Pour sa première exposition monographique, le musée des Arts contemporains du Grand-Hornu présente le travail de la vidéaste Marie José Burki. Celui-ci porte essentiellement sur le temps que l’artiste scrute, ralentit, sectionne, tout en tournant d’une façon distanciée, afin de capter « la présence de ceux qu’elle filme ». Ces temps suspendus, ces morceaux de réalité saisis à des moments précis portent l’attention du spectateur sur les gestes les plus quotidiens qui deviennent des objets de réflexion.

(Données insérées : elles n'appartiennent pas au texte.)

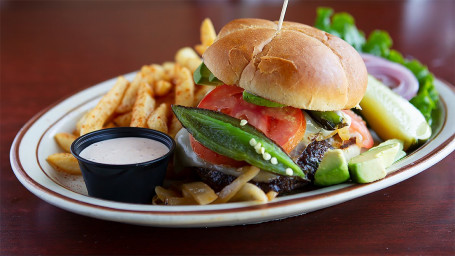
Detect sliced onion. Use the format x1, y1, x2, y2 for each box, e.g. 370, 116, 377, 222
361, 53, 419, 100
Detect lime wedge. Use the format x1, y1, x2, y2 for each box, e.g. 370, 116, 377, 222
360, 76, 431, 150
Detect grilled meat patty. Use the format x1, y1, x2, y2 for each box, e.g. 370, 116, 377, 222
297, 139, 333, 181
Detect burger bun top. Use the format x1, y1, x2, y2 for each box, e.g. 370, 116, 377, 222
202, 18, 368, 111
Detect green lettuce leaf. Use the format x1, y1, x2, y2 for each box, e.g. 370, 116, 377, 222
363, 30, 392, 57
315, 7, 439, 125
315, 8, 365, 51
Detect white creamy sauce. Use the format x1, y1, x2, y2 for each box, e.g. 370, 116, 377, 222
79, 137, 168, 165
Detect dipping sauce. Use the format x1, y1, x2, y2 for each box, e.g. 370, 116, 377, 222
79, 137, 169, 165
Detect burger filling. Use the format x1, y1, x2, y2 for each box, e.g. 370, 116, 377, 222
174, 84, 374, 186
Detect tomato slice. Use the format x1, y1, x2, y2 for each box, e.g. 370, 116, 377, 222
342, 110, 374, 149
189, 136, 246, 167
190, 85, 306, 166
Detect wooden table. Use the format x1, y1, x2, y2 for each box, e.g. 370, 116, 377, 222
2, 0, 454, 255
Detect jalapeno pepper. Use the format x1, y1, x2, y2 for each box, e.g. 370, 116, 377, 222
172, 105, 308, 180
308, 111, 349, 130
193, 63, 224, 86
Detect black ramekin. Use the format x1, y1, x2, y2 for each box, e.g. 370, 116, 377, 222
71, 127, 175, 204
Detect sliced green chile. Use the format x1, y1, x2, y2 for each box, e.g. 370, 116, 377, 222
242, 91, 285, 108
209, 72, 223, 84
241, 92, 348, 130
308, 110, 348, 130
172, 105, 308, 180
193, 63, 224, 86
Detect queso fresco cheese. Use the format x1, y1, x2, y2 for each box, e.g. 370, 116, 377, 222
79, 137, 169, 165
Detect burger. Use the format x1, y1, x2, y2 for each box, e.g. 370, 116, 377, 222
172, 18, 371, 194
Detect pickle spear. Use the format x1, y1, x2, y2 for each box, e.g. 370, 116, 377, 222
360, 76, 431, 150
172, 105, 308, 180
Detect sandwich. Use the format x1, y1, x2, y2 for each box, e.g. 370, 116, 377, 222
172, 18, 371, 194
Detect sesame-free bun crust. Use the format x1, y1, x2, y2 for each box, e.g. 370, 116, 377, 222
203, 19, 368, 111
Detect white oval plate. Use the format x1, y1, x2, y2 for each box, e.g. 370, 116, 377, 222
10, 73, 455, 227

Ces gestes ralentis et répétés permettent encore de mettre en exergue l’absurdité, l’inquiétante étrangeté du monde, comme dans la pièce A dog in my mind, composée de cinq vidéos. Un homme y cherche inlassablement quelque chose dans ses poches, des objets en gros plans y tombent au ralenti sous des rires d’enfants qui ressemblent davantage à des cris d’hystérie et des animaux sont ridiculisés par des jeux de cirque. Marie José Burki filme beaucoup les animaux car loin de révéler leur psychisme, les rapports que nous entretenons avec eux ne font que dévoiler le nôtre, voire le ridiculiser, sinon pourquoi entraîner un perroquet à faire du patinage ou humaniser un chien de la sorte ? D’origine helvétique, elle filme également des coins de Suisse d’une tristesse à pleurer, des journaux feuilletés pour montrer les dangers de la surinformation qui s’apparente à l’absence d’information ou encore un dîner, l’une de ses pièces phares, Mais que pouvait bien raconter saint François aux oiseaux, où la conversation devient d’une ineptie totale due à l’alcool. Pour ce travail, la vidéaste n’a pas mis en scène, mais en situation, voulant ainsi « laisser aller le monde ». « J’ai simplement dit aux acteurs “Buvez, mangez, dites ce que vous voulez”, je filmais ce que je voyais. » Et là, miracle de la poésie inattendue de cette phrase débusquée dans les interstices de la conversation. Une note d’optimisme dans l’ensemble d’un travail qui reflète une conception assurément tragique de la vie. Cette grande lectrice de Foucault partage d’ailleurs sa vision carcérale de la société et nombre de ses protagonistes sont filmés enfermés. Son dernier travail, De nos jours, semble néanmoins plus apaisé. Filmé l’été dernier dans un parc, il montre le laisser-aller, la plénitude des corps à moitié nus sous le soleil. Ces œuvres projetées pour la plupart en grand format sur les murs s’accommodent en outre remarquablement de l’espace majestueux de cette ancienne usine de raffinage de charbon.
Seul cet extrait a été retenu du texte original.